Compound 4a-q was screened for its in vitro antimicrobial activities against pathogenic bacteria species using the standard antibiotics Ampicillin, Gentamycin and Ketoconazole as reference drugs as reported previously54. The minimum inhibitory concentration (MIC) was determined as previously reported55. The antimicrobial activities were performed at the Regional Centre for Mycology & Biotechnology (RCMP), Al-Azhar University.

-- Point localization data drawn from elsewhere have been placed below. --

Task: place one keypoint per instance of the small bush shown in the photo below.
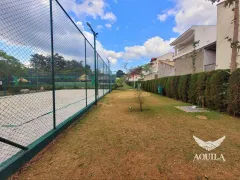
(185, 87)
(169, 87)
(234, 93)
(208, 98)
(218, 90)
(201, 86)
(192, 92)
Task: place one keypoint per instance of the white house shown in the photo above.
(205, 50)
(161, 67)
(224, 29)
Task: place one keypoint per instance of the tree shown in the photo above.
(120, 73)
(235, 44)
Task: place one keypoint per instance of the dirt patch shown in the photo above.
(112, 142)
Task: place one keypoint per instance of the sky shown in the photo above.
(134, 31)
(130, 31)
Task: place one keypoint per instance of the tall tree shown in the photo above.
(235, 44)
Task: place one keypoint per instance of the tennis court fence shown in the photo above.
(50, 74)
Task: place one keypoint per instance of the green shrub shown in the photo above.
(192, 92)
(164, 85)
(180, 85)
(218, 90)
(201, 86)
(169, 87)
(185, 87)
(234, 93)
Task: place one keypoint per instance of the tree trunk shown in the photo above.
(235, 37)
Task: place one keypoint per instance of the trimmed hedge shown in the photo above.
(192, 91)
(234, 93)
(183, 87)
(218, 90)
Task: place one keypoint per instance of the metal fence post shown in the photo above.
(53, 69)
(109, 77)
(103, 78)
(97, 77)
(95, 70)
(86, 77)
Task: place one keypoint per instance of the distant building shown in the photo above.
(224, 29)
(205, 51)
(160, 67)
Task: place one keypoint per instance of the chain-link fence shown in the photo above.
(48, 72)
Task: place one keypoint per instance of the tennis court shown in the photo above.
(27, 117)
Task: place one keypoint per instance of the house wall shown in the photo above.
(150, 76)
(209, 60)
(206, 35)
(136, 78)
(224, 29)
(168, 56)
(165, 70)
(183, 64)
(183, 49)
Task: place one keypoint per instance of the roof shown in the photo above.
(168, 62)
(221, 2)
(185, 36)
(153, 59)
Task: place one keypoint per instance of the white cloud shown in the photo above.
(93, 8)
(80, 25)
(166, 14)
(188, 13)
(109, 16)
(108, 25)
(162, 17)
(99, 27)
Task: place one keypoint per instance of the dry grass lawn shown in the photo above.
(116, 142)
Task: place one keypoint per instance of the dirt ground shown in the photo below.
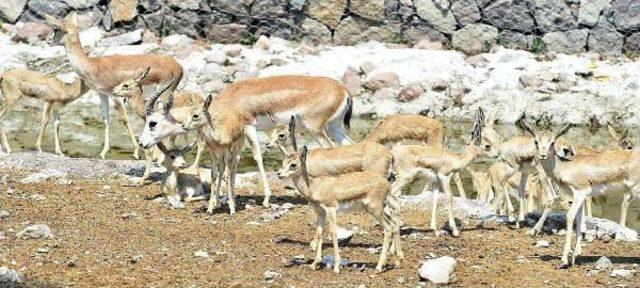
(117, 237)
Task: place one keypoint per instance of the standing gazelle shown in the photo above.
(352, 191)
(19, 83)
(584, 176)
(103, 73)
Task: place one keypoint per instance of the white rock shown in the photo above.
(438, 271)
(35, 231)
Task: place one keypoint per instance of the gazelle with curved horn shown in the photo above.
(584, 176)
(103, 73)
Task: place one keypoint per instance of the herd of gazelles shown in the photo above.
(341, 176)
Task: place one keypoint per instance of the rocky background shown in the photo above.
(473, 26)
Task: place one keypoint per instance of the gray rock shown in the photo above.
(572, 41)
(626, 14)
(465, 11)
(510, 15)
(9, 277)
(35, 231)
(632, 44)
(603, 263)
(10, 10)
(437, 13)
(132, 37)
(515, 40)
(475, 38)
(438, 271)
(589, 11)
(371, 9)
(605, 39)
(54, 8)
(328, 12)
(554, 15)
(315, 32)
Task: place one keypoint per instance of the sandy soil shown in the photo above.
(99, 240)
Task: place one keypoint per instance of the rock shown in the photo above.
(625, 234)
(371, 9)
(465, 11)
(509, 15)
(475, 38)
(35, 231)
(352, 31)
(622, 273)
(382, 80)
(10, 10)
(603, 263)
(572, 41)
(605, 39)
(315, 32)
(589, 11)
(438, 270)
(9, 277)
(542, 244)
(632, 44)
(201, 254)
(553, 15)
(227, 33)
(129, 38)
(32, 33)
(626, 14)
(328, 12)
(436, 14)
(410, 92)
(352, 81)
(123, 10)
(271, 276)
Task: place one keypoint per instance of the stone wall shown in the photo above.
(472, 26)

Cell culture and cytotoxicity evaluation using viability assay

Compounds 4a-q was initially evaluated for in vitro antitumor activity against three different human cell lines: MCF-7, HCT-116 and HepG-2. In-vitro cytotoxicity evaluation was performed at the Regional Center for Mycology & Biotechnology (RCMP), Al-Azhar University under different concentrations (50, 25, 12.5, 6.25, 3.125, 1.56 and 0 µg/mL); vinblastine and doxorubicin are used as reference cytotoxic compounds. The measurements of cell growth and the in-vitro cytotoxicity evaluation were determined using viability assay as described in literature56 and the result was cited in Table 3 and Fig. 8.

Conclusions

In summary, a library of halogenated 3-amino-1-aryl-8-methoxy-1H-benzo[f]chromene-2-carbonitriles (4a-q) was synthesized and evaluated for their anticancer potential. The majority of these compounds demonstrated significant antiproliferative activities against the tested cancer cell lines, MCF-7, HCT-116 and HepG-2. The pyran derivatives 4 m,n,j with a double chlorine at 3,4-positions, a double bromine at 3,5-positions with a single methoxy group at 2-position and a double chlorine at 2,4-positions of phenyl ring and, to lesser extent, other pyran derivatives with dihalogenated phenyl ring (4i and 4 g) exhibited the highest cytotoxicity against three human cancer cell lines MCF-7, HCT-116 and HepG-2, while compound 4 g exhibited the highest antimicrobial activity than the other pyran derivatives (4a-f,g-q). In addition, MIC was assessed and screened for 4 g, revealing bactericidal effects. On the other hand, the SAR study has been performed on the desired compounds and elucidated that the position and the type of the substituent on the phenyl group at the 1-position of the 1H-benzo[f]chromene moiety enhanced their antitumor activities. In addition the presence of the lipophilic electron-withdrawing group was essential for the activity.